That which is known as gentrification is pretty much the taking over and the purchasing of by people and organizations with power, money, vision, and connections of specific neighborhoods or certain portions of those neighborhoods, of which these neighborhoods typically have an abundance of low-income or limited-income residents, and the homes are often somewhat dilapidated, and somewhat neglected; in which, as part of this process is the deliberate and purposeful displacing of those that are currently residents of that area, through whatever means that are most effective for the accomplishment of that task.
This thus means that the upshot of gentrification is the removal of those that were once part of that neighborhood, with the replacement by those that are now the new owners and new residents to it.
To the extent that gentrification rehabilitates neighborhoods, makes material improvements within those neighborhoods, improves the infrastructure in and around that neighborhood, and basically injects “new blood” into a given neighborhood, one could readily see this as being beneficial. Of course, as might be expected, those benefits have a tendency to incur to those that are the new residents of such, and less so to those that have been displaced, depending upon whether those so displaced, received anything of real benefit from such displacement.
Nobody should be real surprised by the existence of gentrification, for the thing about real estate is that it is always about location, location, and location; so that those that see a desirable area of which the prices of the real estate contained within that area, is significantly undervalued as compared to what comparable areas would be priced at, is the type of dynamic that is going to appeal to those that have the gumption to take a foresighted and calculated risk that will enable them a fair chance to make a good investment.

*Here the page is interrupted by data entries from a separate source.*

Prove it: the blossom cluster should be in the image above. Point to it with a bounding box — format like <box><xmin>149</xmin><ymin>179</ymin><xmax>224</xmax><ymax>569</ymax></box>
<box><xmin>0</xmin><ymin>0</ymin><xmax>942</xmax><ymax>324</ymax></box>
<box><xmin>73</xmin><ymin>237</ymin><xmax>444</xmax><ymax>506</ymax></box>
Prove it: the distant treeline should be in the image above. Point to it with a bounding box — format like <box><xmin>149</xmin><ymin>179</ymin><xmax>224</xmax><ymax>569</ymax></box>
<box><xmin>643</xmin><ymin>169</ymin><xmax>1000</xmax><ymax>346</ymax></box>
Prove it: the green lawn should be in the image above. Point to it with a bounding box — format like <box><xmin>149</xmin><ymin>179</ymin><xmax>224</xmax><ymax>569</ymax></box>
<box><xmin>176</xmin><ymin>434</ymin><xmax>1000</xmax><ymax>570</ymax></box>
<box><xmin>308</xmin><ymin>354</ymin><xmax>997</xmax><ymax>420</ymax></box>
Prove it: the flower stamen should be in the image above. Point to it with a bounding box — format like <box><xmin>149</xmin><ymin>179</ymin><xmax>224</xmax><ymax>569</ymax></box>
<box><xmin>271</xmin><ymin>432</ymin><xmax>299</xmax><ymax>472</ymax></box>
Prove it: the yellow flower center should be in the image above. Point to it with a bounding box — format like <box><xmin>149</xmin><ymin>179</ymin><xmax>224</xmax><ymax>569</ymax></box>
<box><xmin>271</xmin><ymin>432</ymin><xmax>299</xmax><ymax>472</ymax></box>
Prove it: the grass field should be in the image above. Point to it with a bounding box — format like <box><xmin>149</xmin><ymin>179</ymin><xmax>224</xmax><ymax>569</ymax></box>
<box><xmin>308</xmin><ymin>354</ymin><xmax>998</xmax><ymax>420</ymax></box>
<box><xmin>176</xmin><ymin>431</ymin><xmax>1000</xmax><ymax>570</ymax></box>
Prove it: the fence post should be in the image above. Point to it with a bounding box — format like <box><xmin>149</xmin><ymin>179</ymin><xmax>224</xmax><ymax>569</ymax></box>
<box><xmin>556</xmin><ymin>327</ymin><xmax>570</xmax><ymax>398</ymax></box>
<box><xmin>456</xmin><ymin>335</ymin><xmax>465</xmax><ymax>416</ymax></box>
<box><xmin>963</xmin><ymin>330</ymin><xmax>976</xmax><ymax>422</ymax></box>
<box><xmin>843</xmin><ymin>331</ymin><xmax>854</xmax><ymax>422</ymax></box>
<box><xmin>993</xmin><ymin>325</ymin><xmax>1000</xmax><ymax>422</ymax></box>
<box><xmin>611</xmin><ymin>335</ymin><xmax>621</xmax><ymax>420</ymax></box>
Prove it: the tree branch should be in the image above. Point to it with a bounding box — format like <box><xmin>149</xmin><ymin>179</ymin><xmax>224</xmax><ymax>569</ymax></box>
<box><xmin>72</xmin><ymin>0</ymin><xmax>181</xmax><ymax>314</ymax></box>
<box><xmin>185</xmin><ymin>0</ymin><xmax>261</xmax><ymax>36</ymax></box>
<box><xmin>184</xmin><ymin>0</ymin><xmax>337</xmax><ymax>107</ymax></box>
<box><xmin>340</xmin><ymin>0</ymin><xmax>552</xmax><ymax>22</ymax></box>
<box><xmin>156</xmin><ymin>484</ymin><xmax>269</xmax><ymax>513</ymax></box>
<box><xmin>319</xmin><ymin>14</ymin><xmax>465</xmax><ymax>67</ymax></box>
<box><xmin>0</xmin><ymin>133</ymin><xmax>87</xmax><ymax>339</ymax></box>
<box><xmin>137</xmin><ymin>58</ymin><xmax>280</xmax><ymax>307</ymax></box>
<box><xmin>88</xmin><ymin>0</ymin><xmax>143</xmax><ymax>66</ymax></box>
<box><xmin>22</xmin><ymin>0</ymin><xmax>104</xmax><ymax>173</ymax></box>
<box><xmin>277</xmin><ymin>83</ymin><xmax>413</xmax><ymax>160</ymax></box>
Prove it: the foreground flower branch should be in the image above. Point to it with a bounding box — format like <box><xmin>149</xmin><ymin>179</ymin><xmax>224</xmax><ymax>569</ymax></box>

What often is not considered in regards to those properties, so taken over by gentrification, is how it came to be, that those of today’s limited income, or the lower middle class, were able to secure those desirable properties in the first place. The answer to that question has an awful lot to do with historic prejudices within societies, of which, white flight, such as back in the 1950s, from very nice residential areas, having been purchased at a “princely” sum by those of color in order to buy into those neighborhoods, and of which, by their purchasing of such, this often resulted in the consequence that the value of that neighborhood soon thereof, went down in value, though the mortgage obligation did not. Yet, fundamentally the location of the neighborhood, the infrastructure, and the homes themselves, were all quite good at the time of the purchase; but therein lies the rub, for once the infrastructure begins to decay or to leave, along with the personal income being somewhat problematic in regards to the good upkeep of the home and property, some of these once nice neighborhoods were invariably going to go into a spiral of decline.
So then, what has occurred, is that those that once flew the coop, so to speak, are now back. They are back, because they recognize the intrinsic quality of that location, and the second time around, white flight, has been replaced instead by white greed, so that the favored race is once again back in the saddle, taking back and recovering what they believe to be rightfully theirs, though in truth, it is not.